Another tool provided enabling you veiw the data in different ways is a Java applet called JalView

  1. In order to use JalView and see the alignment displayed in a number of different ways go to the top of the page and press the JalView button, this may take a few seconds so be patient.

  1. The alignment should appear after a short period. The main window contains the alignment from left to right with a scroll bar at the bottom to allow you to move along. The alignment can be wrapped within the window and coloured in different ways, some are only applicable to protein alignments (such as BLOSUM62 score etc). You can also modify the colouring according to consevation or identity threshold (try clicking on Colour->"Above Identity Treshold" and use the slide to adjust the percentage identity threshold). Jalview also generates a consensus sequence and a histogram indicating the similarity at any given position.
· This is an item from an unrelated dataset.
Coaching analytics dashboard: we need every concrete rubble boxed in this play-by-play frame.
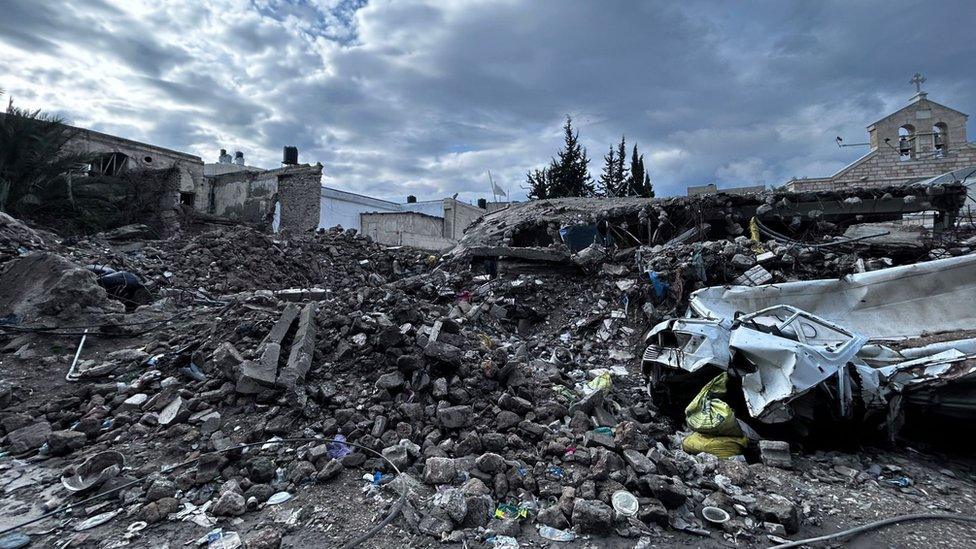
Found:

  2. Now click Calculate Tree. select Average distance tree using % Identity (PID). JalView will calculate the distances from the alignment and display the information about the four sequences as a dendogram/cladogram (again select view then show distances to see these values).
  3. Go back to the main JalView window and now click Calculate Tree. select neighbour joining distance using % Identity (PID). JalView will calculate the distances from the alignment and display the information about the four sequences as a dendogram/phylogram (again select view then show distances to see these values).
  4. Note that your results will differ from those you obtained before there are many different ways of calculating distance measures and constructing a cladogram or phylogram, which presents some problems in the interpretation of such information. One useful feature of the tree is that by clicking a any given position down the tree you can colour the branches according to the "cut" across the tree at that point. The tree is "linked" to the main JalView window and colours the seqence names accorded by the "cut" in the hierachy you made. You can also resort the order of the sequences in the window accorded by that same "cut" in the hierachy by clicking on sort -> By Tree Order and selecting an option.